Getting payloads when asked for them when not using postgres for payload storage #501
Description
When getting a payload request from a proposer we check Redis, Memcached, and Postgres for the payload. If we're not finding the payload in any of them, we check if we even received a bid. Now, normally, with all payloads stored in Postgres this would be fine (save a small race condition). If we do find a bid, we have a problem, if we don't find a bid, we never received the bid and it's understandable we don't have a payload.
However, if one turns off payload storage in postgres, you're suddenly in a bind. Redis doesn't store every payload, only those which were at one time the top bid of the relay. So now if Redis doesn't have the payload, you cannot tell whether you never got the bid, or managed to store the bid but not the payload.

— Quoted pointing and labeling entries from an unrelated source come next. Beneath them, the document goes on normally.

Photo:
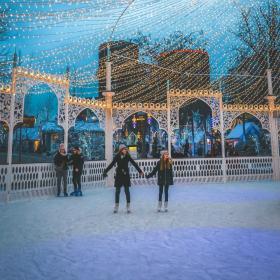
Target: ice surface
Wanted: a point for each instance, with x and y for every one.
(212, 231)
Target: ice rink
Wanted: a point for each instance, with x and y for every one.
(212, 231)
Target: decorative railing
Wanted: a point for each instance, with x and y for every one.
(252, 168)
(30, 180)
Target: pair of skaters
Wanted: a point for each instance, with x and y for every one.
(122, 177)
(61, 161)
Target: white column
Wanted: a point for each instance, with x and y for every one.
(108, 94)
(273, 129)
(224, 165)
(10, 136)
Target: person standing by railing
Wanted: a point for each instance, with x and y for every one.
(61, 168)
(78, 163)
(122, 177)
(165, 178)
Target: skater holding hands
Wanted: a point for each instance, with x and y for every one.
(122, 177)
(165, 178)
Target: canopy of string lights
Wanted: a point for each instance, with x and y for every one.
(194, 44)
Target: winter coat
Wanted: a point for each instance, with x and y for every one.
(122, 177)
(61, 161)
(165, 176)
(78, 162)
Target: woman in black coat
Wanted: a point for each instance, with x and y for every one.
(122, 177)
(165, 178)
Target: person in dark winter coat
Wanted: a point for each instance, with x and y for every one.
(122, 177)
(165, 178)
(78, 163)
(61, 168)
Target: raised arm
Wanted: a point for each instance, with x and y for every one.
(110, 165)
(135, 164)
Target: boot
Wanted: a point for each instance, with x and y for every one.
(128, 208)
(166, 206)
(159, 206)
(116, 208)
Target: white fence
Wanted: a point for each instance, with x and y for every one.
(30, 180)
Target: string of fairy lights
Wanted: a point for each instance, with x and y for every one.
(50, 36)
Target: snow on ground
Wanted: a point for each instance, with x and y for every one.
(212, 231)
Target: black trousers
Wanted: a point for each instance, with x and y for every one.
(165, 187)
(77, 180)
(118, 191)
(61, 174)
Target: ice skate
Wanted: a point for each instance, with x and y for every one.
(166, 206)
(159, 206)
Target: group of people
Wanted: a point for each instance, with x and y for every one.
(163, 169)
(61, 161)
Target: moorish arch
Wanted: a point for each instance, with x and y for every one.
(87, 133)
(76, 109)
(22, 86)
(5, 107)
(141, 130)
(4, 133)
(119, 117)
(197, 132)
(230, 116)
(248, 135)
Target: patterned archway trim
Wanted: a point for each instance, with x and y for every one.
(119, 117)
(75, 110)
(230, 116)
(5, 106)
(24, 84)
(176, 103)
(59, 80)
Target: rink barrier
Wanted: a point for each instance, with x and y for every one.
(32, 180)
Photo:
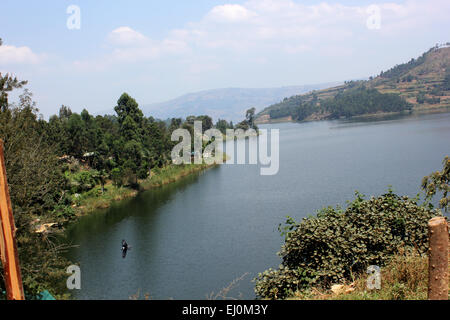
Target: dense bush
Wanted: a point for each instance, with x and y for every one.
(336, 244)
(82, 181)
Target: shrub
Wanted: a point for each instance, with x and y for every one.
(336, 244)
(82, 181)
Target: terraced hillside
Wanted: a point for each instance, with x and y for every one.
(422, 84)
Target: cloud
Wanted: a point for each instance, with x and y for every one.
(125, 36)
(230, 13)
(18, 55)
(273, 28)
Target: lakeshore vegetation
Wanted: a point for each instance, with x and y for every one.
(76, 163)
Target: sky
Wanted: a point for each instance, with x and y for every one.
(85, 54)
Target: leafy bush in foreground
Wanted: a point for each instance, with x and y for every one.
(336, 244)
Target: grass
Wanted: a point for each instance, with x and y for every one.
(94, 199)
(404, 278)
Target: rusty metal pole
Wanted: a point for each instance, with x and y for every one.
(8, 246)
(438, 259)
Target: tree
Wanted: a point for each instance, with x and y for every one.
(439, 181)
(35, 180)
(7, 84)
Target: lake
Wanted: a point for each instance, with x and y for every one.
(195, 236)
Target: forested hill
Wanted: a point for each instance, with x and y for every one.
(422, 83)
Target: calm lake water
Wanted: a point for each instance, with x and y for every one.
(197, 235)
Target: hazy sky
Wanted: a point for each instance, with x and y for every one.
(157, 50)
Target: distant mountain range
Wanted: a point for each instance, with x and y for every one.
(227, 103)
(423, 82)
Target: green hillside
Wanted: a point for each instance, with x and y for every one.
(420, 84)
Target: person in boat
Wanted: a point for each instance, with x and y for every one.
(124, 248)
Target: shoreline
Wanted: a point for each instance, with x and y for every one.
(419, 110)
(94, 200)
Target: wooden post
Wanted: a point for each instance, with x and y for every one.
(438, 259)
(8, 246)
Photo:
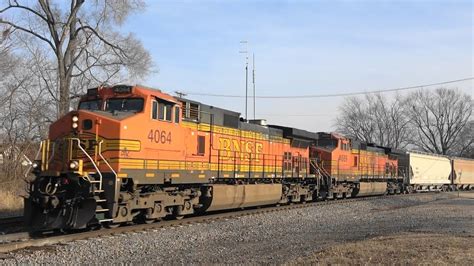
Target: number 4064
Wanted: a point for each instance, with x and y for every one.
(158, 136)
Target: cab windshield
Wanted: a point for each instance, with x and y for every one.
(124, 105)
(90, 105)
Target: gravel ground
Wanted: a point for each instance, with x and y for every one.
(278, 237)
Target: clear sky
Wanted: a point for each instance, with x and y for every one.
(304, 47)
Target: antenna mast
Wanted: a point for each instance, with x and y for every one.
(253, 79)
(246, 74)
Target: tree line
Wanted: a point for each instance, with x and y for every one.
(436, 121)
(50, 53)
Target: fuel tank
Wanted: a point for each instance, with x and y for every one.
(372, 188)
(224, 197)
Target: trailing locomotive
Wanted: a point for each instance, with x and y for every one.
(131, 153)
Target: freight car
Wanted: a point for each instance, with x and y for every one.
(432, 172)
(462, 173)
(135, 154)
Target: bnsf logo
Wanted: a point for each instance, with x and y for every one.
(230, 148)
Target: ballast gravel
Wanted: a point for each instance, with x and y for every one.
(269, 238)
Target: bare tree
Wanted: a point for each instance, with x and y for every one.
(438, 119)
(81, 39)
(374, 119)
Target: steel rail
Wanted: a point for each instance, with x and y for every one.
(11, 221)
(13, 242)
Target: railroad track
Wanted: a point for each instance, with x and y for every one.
(10, 222)
(12, 242)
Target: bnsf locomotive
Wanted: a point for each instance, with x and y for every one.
(135, 154)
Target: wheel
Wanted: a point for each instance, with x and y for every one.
(112, 225)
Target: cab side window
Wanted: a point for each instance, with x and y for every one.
(154, 110)
(176, 114)
(161, 110)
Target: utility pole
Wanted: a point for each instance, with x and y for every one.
(246, 74)
(253, 79)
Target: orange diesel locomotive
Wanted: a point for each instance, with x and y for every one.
(130, 153)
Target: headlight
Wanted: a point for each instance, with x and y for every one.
(73, 165)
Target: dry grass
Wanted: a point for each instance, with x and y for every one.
(11, 202)
(404, 249)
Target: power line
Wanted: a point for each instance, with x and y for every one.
(332, 94)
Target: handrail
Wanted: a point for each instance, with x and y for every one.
(90, 158)
(106, 162)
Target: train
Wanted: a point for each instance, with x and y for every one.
(133, 154)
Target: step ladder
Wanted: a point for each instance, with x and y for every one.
(321, 171)
(96, 181)
(101, 211)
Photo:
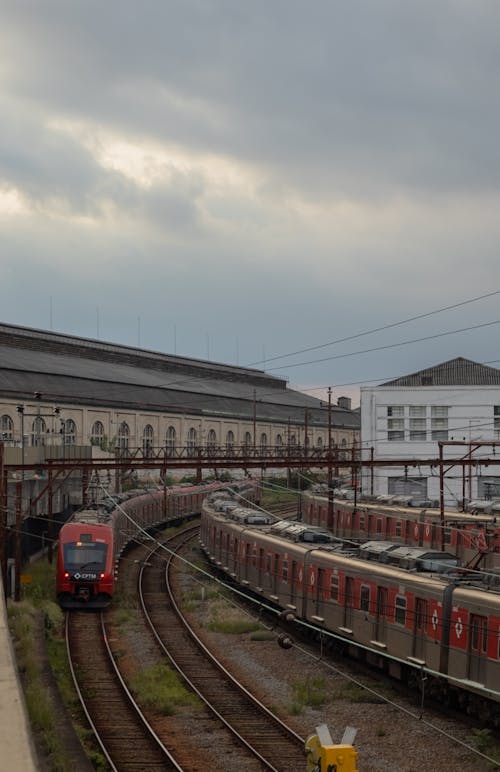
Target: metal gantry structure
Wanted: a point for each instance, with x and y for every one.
(210, 458)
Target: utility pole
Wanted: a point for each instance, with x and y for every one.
(330, 462)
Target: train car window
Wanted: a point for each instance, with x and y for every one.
(349, 591)
(364, 598)
(400, 610)
(420, 614)
(334, 587)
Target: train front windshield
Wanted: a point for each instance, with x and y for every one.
(79, 556)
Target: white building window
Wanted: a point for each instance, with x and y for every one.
(148, 440)
(439, 422)
(191, 442)
(496, 421)
(170, 439)
(6, 428)
(395, 423)
(38, 431)
(123, 435)
(69, 432)
(97, 434)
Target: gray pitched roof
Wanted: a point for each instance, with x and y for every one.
(66, 369)
(454, 372)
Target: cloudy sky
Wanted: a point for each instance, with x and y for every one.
(240, 181)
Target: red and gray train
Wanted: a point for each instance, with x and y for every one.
(93, 540)
(473, 536)
(410, 610)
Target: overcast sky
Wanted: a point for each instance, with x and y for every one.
(236, 181)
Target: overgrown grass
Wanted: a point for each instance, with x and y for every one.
(311, 691)
(233, 626)
(351, 692)
(23, 618)
(160, 688)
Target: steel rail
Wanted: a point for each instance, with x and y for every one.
(284, 730)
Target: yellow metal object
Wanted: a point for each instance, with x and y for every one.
(324, 756)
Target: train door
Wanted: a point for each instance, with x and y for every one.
(261, 566)
(275, 572)
(320, 590)
(478, 645)
(381, 614)
(348, 601)
(420, 628)
(293, 580)
(247, 559)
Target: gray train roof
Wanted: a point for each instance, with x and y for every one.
(69, 369)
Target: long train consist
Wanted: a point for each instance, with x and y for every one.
(413, 614)
(474, 537)
(93, 540)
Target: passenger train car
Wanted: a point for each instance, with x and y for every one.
(407, 610)
(474, 537)
(93, 540)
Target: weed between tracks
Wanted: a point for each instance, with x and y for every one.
(160, 688)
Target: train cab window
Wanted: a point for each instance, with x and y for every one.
(334, 587)
(400, 610)
(364, 598)
(349, 592)
(85, 555)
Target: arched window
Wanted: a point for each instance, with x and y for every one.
(69, 433)
(6, 428)
(191, 442)
(211, 440)
(148, 440)
(170, 441)
(38, 431)
(97, 434)
(230, 441)
(123, 436)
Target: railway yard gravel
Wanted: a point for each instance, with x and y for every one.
(389, 738)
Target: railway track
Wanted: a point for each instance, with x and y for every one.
(122, 731)
(256, 728)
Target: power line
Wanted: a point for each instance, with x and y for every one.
(389, 345)
(378, 329)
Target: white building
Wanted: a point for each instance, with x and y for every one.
(458, 401)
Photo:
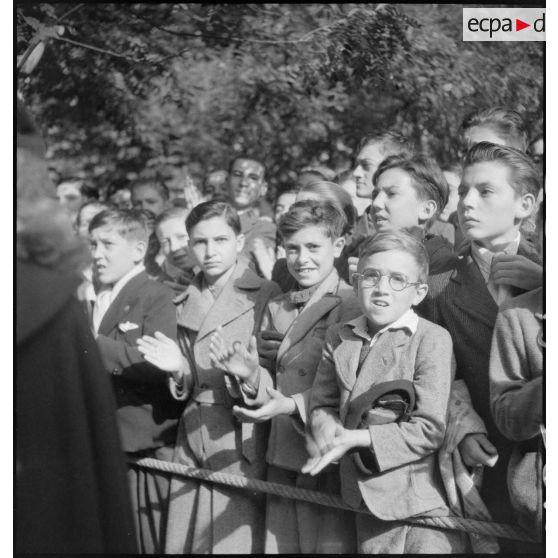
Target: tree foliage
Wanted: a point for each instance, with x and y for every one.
(140, 89)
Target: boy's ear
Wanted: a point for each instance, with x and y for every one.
(427, 210)
(422, 290)
(240, 241)
(263, 189)
(140, 249)
(355, 287)
(338, 245)
(525, 206)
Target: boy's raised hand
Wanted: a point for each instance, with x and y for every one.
(278, 404)
(343, 442)
(477, 450)
(353, 265)
(236, 360)
(161, 351)
(517, 271)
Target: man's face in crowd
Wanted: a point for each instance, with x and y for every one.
(489, 209)
(113, 255)
(284, 201)
(367, 162)
(149, 198)
(69, 196)
(246, 183)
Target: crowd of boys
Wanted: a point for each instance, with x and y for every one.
(413, 389)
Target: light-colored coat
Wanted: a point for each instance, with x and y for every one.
(208, 518)
(408, 482)
(459, 301)
(297, 360)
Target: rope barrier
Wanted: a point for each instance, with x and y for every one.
(487, 528)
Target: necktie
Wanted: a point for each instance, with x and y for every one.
(102, 303)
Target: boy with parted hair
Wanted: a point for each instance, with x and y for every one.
(409, 192)
(290, 346)
(379, 403)
(129, 305)
(497, 192)
(372, 150)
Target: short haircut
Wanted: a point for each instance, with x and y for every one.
(154, 183)
(427, 177)
(172, 213)
(130, 224)
(329, 191)
(292, 191)
(247, 158)
(391, 143)
(396, 240)
(324, 173)
(525, 174)
(313, 213)
(504, 122)
(92, 203)
(214, 208)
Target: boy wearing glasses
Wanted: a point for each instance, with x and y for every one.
(379, 402)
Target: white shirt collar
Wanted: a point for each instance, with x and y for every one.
(483, 256)
(409, 321)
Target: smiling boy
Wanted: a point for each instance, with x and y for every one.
(291, 340)
(388, 458)
(497, 193)
(130, 305)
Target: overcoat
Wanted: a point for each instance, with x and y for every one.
(459, 301)
(408, 482)
(207, 518)
(70, 473)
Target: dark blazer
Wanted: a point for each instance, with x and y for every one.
(408, 482)
(459, 301)
(147, 414)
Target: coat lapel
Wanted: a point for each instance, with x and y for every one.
(123, 303)
(232, 301)
(471, 293)
(347, 354)
(195, 304)
(320, 304)
(381, 359)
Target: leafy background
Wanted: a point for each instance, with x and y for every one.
(128, 90)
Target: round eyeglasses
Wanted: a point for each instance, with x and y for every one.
(371, 277)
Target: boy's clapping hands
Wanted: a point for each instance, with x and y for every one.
(237, 360)
(343, 441)
(162, 352)
(278, 404)
(517, 271)
(477, 450)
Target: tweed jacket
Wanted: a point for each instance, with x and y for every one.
(297, 359)
(214, 437)
(146, 413)
(459, 301)
(516, 366)
(408, 482)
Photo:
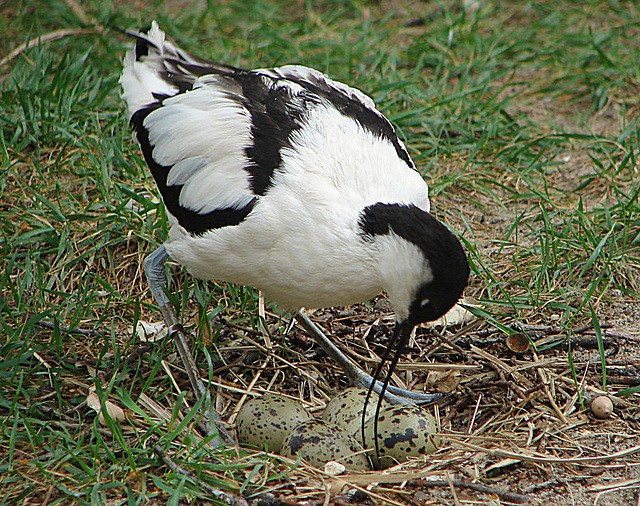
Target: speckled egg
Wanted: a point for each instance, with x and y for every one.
(318, 442)
(345, 409)
(267, 420)
(403, 432)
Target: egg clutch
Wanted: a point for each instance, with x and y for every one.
(282, 425)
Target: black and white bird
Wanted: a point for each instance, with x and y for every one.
(290, 182)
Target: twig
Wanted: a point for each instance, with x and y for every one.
(497, 452)
(220, 495)
(56, 34)
(502, 494)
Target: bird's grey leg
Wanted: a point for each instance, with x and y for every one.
(154, 269)
(357, 376)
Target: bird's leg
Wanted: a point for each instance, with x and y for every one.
(154, 269)
(357, 376)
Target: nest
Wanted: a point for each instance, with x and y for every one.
(514, 417)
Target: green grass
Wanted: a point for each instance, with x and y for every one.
(522, 116)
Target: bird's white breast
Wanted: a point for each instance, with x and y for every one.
(302, 244)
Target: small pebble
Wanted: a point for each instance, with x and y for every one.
(602, 407)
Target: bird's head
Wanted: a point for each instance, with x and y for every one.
(422, 265)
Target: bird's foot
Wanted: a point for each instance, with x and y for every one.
(211, 422)
(357, 376)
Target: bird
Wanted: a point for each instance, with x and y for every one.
(293, 183)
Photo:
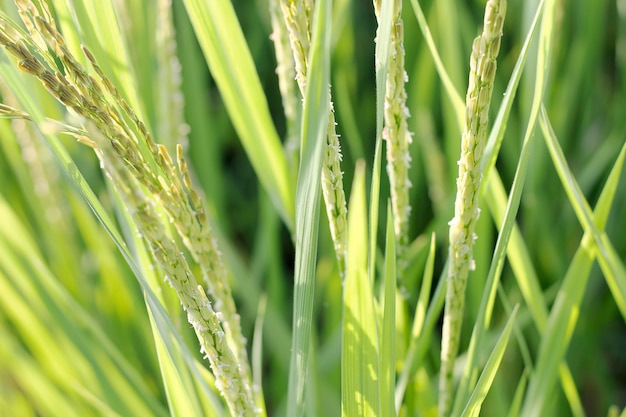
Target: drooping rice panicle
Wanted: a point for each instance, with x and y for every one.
(230, 378)
(298, 15)
(466, 211)
(100, 103)
(396, 133)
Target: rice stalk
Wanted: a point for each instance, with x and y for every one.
(150, 182)
(396, 133)
(298, 15)
(482, 73)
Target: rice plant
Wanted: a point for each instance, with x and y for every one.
(288, 208)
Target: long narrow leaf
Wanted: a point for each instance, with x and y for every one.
(360, 374)
(230, 62)
(314, 121)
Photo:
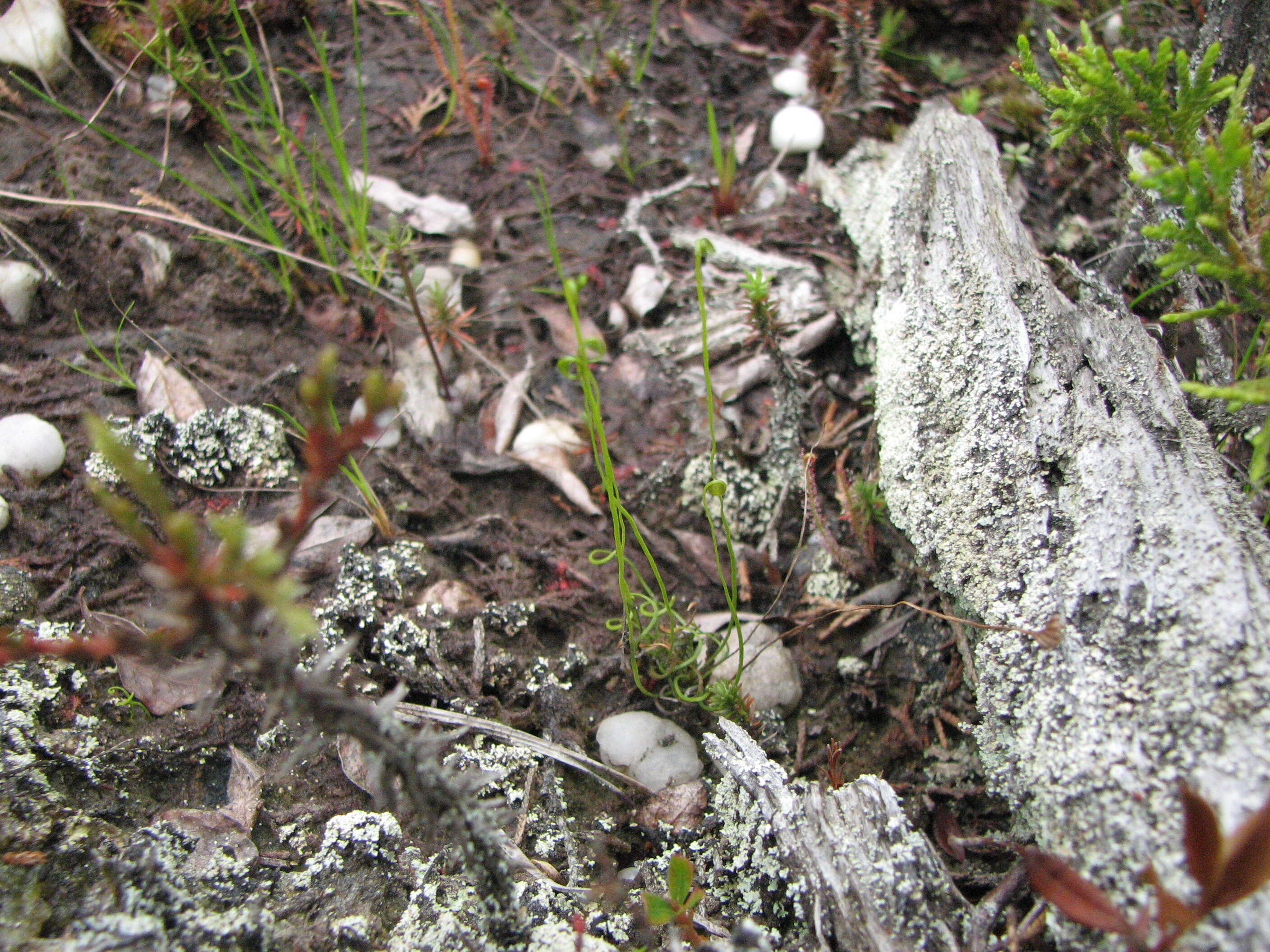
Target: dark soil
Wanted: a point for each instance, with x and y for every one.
(906, 713)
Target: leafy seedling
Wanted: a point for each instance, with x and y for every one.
(681, 900)
(1227, 869)
(970, 101)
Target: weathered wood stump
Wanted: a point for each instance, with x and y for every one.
(1040, 458)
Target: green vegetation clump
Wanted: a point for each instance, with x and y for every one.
(1155, 112)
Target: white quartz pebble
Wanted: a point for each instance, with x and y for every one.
(770, 676)
(653, 751)
(32, 447)
(18, 282)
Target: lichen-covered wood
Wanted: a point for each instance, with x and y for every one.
(1042, 460)
(868, 881)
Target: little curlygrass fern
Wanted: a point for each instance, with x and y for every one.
(1211, 178)
(670, 657)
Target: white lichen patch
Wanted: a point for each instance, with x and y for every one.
(502, 767)
(740, 865)
(366, 583)
(352, 837)
(511, 618)
(826, 581)
(214, 447)
(747, 503)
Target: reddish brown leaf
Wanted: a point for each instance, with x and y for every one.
(1173, 911)
(1202, 839)
(681, 806)
(1072, 894)
(948, 833)
(1247, 861)
(166, 389)
(164, 685)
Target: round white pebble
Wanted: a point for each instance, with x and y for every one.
(32, 447)
(656, 752)
(797, 128)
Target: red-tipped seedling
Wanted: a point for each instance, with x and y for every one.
(1227, 869)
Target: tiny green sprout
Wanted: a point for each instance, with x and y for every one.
(726, 198)
(116, 374)
(947, 69)
(1015, 156)
(126, 700)
(970, 101)
(763, 310)
(680, 902)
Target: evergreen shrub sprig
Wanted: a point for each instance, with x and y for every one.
(1154, 110)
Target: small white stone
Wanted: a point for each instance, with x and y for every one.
(18, 282)
(389, 422)
(1112, 30)
(32, 447)
(797, 128)
(770, 676)
(465, 254)
(653, 751)
(33, 35)
(793, 82)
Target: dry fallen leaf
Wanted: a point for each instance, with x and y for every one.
(561, 325)
(507, 414)
(163, 686)
(166, 389)
(321, 548)
(215, 832)
(352, 760)
(247, 778)
(681, 806)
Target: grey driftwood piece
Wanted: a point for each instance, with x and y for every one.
(1040, 458)
(869, 881)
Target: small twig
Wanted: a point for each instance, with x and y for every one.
(985, 915)
(399, 259)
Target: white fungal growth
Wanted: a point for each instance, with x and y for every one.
(18, 279)
(656, 752)
(33, 36)
(797, 128)
(31, 446)
(793, 80)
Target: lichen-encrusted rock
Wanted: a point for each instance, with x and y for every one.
(1042, 458)
(18, 595)
(211, 449)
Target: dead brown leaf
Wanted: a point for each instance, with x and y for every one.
(1247, 861)
(352, 760)
(561, 325)
(247, 778)
(166, 389)
(166, 685)
(681, 806)
(1072, 894)
(1202, 839)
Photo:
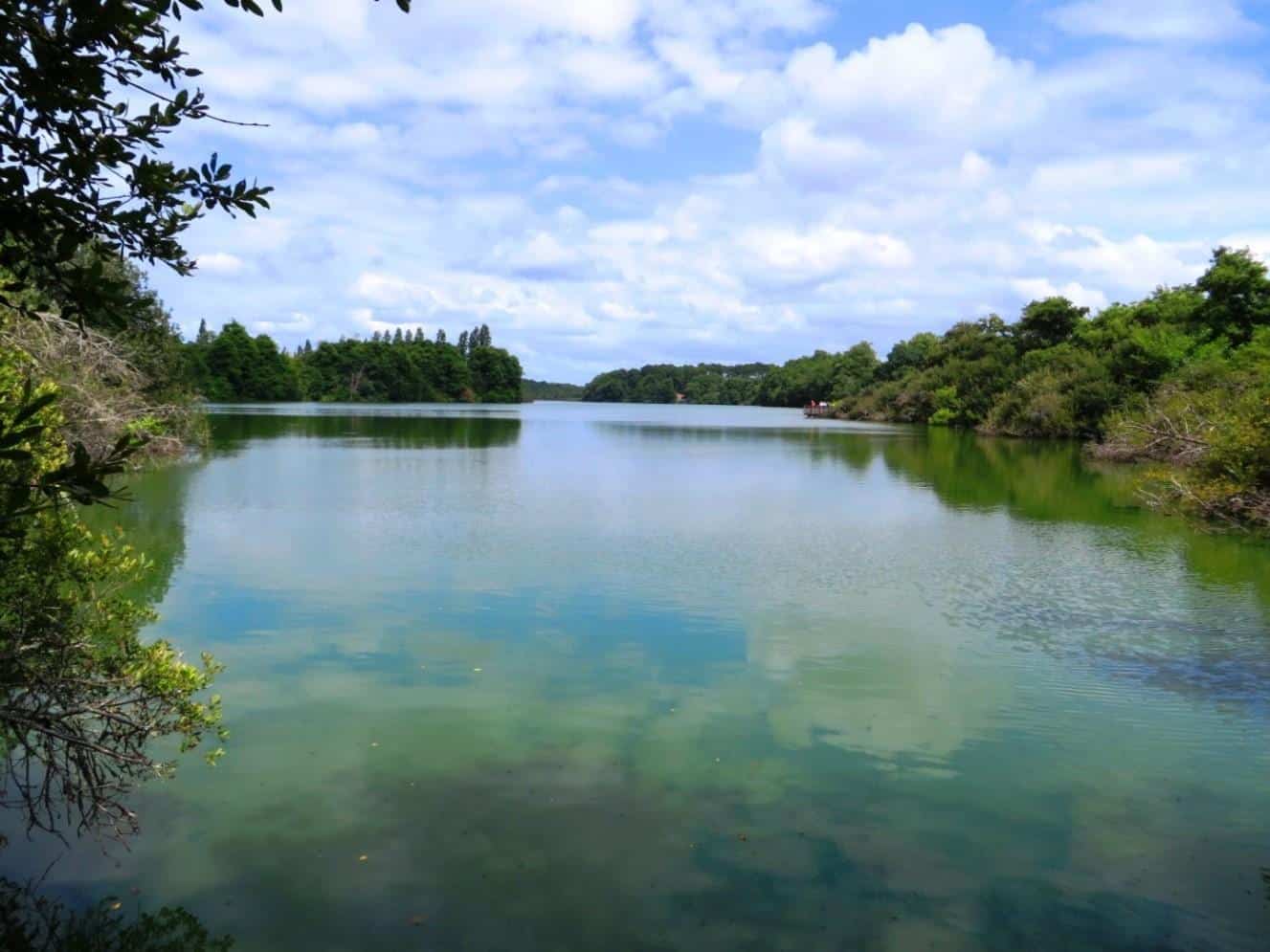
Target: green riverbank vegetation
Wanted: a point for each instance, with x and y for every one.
(404, 365)
(1179, 380)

You can see the commit I wrote in our fork to see how we're currently dealing with this conundrum. We basically assume it's not the critical case, and keep an eye on Redis errors. Our general position is:
- Not great 😅 , but not terrible. Our logs show Redis failing due to an error eight times in the past month due to a timeout, and of those times it is unclear how many, if any, happen to fail at the critical point. This would mean a pipeline with a SET payload command before SET bid command gets shipped, gets executed, but just at the border of those two fails to complete.
- If you don't care about latency, you can just use postgres and avoid the headache. If you care about latency and you want to improve this situation, there are multiple options. One is to store every payload in a faster store. Like a second Redis or Memcached. This is almost what memcached currently does, as it skips whatever Redis skips (after we solve Fix false positive in boolean flag #500 to be precise). This is especially prudent if you'd like to serve bids your relay doesn't relay, but others have, that the proposer asks you for anyway. Another option is to not serve other relays bids, track which bids you've served, and that way it is clear whether we should or should not have a payload, without relying on how storage is handled exactly.
You can see the commit I wrote to have the logging and responses make more sense in our postgres-payloads-disabled case.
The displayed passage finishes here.